日本大百科全書(ニッポニカ) 「工業所有権情報・研修館」の意味・わかりやすい解説
工業所有権情報・研修館
こうぎょうしょゆうけんじょうほうけんしゅうかん
工業所有権の公報の閲覧や、特許情報(工業所有権情報)の提供などを行う中央資料館で、経済産業省所管の独立行政法人。英語名はNational Center for Industrial Property Information and Training、略称はINPIT。独立行政法人工業所有権情報・研修館法(平成11年法律第201号)に基づいて2001年(平成13)設立。本部は東京都千代田区霞が関。
工業所有権情報・研修館は、1884年(明治17)農商務省工務局内商標登録所図書係で図書の閲覧、商標見本の観覧を開始したことにその淵源を求められる。1887年には農商務省特許局庶務部内に図書館が設置された。1918年(大正7)に陳列館を併設し、1924年に図書館を廃止して陳列館に併合した。1952年(昭和27)に万国工業所有権資料館と改称、1997年(平成9)には工業所有権総合情報館と改称した。2001年(平成13)4月、独立行政法人となり、2004年、工業所有権情報・研修館と改称し、情報提供業務、人材育成業務等を開始した。

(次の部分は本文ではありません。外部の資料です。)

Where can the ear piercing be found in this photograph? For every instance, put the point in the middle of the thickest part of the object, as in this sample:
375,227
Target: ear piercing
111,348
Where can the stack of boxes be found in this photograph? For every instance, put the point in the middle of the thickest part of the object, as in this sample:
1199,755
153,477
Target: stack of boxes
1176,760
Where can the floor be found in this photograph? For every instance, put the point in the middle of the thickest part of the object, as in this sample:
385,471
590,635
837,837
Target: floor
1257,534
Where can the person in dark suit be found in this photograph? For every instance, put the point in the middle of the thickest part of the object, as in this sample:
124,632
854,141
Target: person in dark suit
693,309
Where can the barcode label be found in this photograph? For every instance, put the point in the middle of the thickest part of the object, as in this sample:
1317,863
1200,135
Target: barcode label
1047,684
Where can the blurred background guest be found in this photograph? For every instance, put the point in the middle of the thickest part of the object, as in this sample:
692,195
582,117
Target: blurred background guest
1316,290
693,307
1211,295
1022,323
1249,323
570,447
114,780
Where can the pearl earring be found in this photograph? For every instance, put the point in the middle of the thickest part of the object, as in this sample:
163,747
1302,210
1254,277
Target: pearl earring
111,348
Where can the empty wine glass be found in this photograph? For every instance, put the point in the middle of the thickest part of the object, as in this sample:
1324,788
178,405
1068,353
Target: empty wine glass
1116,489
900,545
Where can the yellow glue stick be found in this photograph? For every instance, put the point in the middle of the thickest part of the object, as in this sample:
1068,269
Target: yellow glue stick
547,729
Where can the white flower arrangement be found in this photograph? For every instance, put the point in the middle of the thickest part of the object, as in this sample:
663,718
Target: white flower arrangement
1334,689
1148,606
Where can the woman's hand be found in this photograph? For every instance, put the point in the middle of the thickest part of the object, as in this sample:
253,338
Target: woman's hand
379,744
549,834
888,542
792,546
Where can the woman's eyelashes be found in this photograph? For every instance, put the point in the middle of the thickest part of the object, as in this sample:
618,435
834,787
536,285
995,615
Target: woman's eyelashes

工業所有権情報・研修館は、発明、実用新案、意匠および商標に関する公報、審査および審判に関する文献その他の工業所有権に関する情報の収集、整理および提供を行うとともに、特許庁の職員その他の工業所有権に関する業務に従事する者に対する研修を行うこと等により、工業所有権の保護および利用の促進を図ることを目的としている。そのために以下の業務を行っている。(1)工業所有権関係の公報閲覧(国内外で発行されている電子媒体・紙媒体の公報の閲覧)。(2)審査・審判資料の提供(特許庁の審査・審判で利用する図書等、審査資料の検索)。(3)知的財産情報の高度活用による権利化の推進。(4)情報普及。(5)工業所有権相談。(6)情報システム関連事業。(7)研修。(8)特許・知的財産業務に関する人材育成。2012年4月時点での職員数は92人。